Here is one incredible Jerusalem story: of Helena and Constantine's Holy Sepulcher, hardly anything remains. It was demolished by the Persians in 614 and then again by the Fatimid Khalifa Al-Hakim bi-Amr Allah in 1009. The entrance to the church was adjacent to the Cardo, The main north-south thoroughfare, which today is the Souq al Zeit Market. One sole relic remained of that church! The lintel of the church narthex! Amazingly, it is still there, in the back room of the Zalatimo bakery, which had closed only two years ago. Until then, the disgruntled baker allowed visitors into his pantry for 10 NIS. When I was there last and took these photos – I shared the space with a BBC crew, filming a documentary. Here is the lintel with some additional Crusader period columns. (1150)
Finding of the True Cross
The tradition of the finding of the True Cross is what earned her the attribute of Jesus's cross and is at the center of quite a few devotions, especially Catholic. The myth has been portrayed by many artists, yet on of the most famous is the "Leggenda della Vera Croce" a series of frescoes covering the entire apse walls of the church of Saint Francis in Arezzo, Tuscany. The Renaissance painter Piero della Francesca describes the detail of the Legend of the Cross staring with the death of Adam through the Visit of the Queen of Sheba, The crucifixion, Constantine's Victory aא the Milvian Bridge, the finding of the cross by Helena, Its's capture by the Persians and retrieval by Emperor Heraclius and return to Jerusalem in 628 CE. The central panel is the one depicting the finding of the crosses and healing of the old lady.
The second famous presentation of the Legend of the True Cross is in the church of Santa Croce in Florence, dating back to 1380. It also recounts the full story, from Adam to Heraclius. In this panel – St. Helena finding the True Cross and curing the old lady.

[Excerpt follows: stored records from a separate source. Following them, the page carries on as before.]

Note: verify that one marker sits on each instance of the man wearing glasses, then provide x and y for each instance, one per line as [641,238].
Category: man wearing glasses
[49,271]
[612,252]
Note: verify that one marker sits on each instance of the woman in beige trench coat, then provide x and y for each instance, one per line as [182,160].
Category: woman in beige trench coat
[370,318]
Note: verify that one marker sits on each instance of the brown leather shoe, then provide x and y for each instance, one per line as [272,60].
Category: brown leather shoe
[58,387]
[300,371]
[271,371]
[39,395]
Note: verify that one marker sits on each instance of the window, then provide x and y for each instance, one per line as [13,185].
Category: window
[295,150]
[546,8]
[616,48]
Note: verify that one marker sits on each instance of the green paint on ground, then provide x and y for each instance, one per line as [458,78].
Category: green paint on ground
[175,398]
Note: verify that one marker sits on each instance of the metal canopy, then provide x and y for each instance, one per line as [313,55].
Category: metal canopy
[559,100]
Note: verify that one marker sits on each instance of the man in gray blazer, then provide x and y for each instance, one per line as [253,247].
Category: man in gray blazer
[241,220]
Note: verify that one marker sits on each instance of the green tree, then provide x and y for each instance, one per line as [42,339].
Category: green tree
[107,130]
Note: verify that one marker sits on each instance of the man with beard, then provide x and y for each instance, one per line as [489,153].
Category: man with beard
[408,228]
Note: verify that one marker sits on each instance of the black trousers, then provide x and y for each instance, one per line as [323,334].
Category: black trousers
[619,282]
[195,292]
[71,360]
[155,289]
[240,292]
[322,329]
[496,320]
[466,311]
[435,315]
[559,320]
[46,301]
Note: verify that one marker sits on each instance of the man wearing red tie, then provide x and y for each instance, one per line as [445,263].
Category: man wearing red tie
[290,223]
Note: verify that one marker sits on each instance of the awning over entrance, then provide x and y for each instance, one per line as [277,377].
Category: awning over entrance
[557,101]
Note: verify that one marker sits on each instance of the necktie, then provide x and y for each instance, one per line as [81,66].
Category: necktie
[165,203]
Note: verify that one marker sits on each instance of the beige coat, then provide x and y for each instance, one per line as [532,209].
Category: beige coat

First photo from L. Basilica of the Holy Sepulcher in Jerusalem. View from the rock of Golgotha (Calvary) towards the entrance to the Rotunda, where the tomb lies. Directly underneath is the Stone of Unction, where Jesus was given the Jewish burial rites. In Helena's original church there was an open cloister here. Second photo Chapel of the Finding of the Cross, in the Basilica of the Holy Sepulcher under the Armenian chapel of St. Helena. Her Bronze statue is inside the old quarry, and was donated in 1865 by archduke Maximilian of Habsburg. Third photo the exact spot the cross was found, according to tradition.
A relic of the True Cross in the treasure of the Holy Sepulcher. Traditionally, the small cross is the holy relic. The figures of Helena and her son Constantine flanking the cross.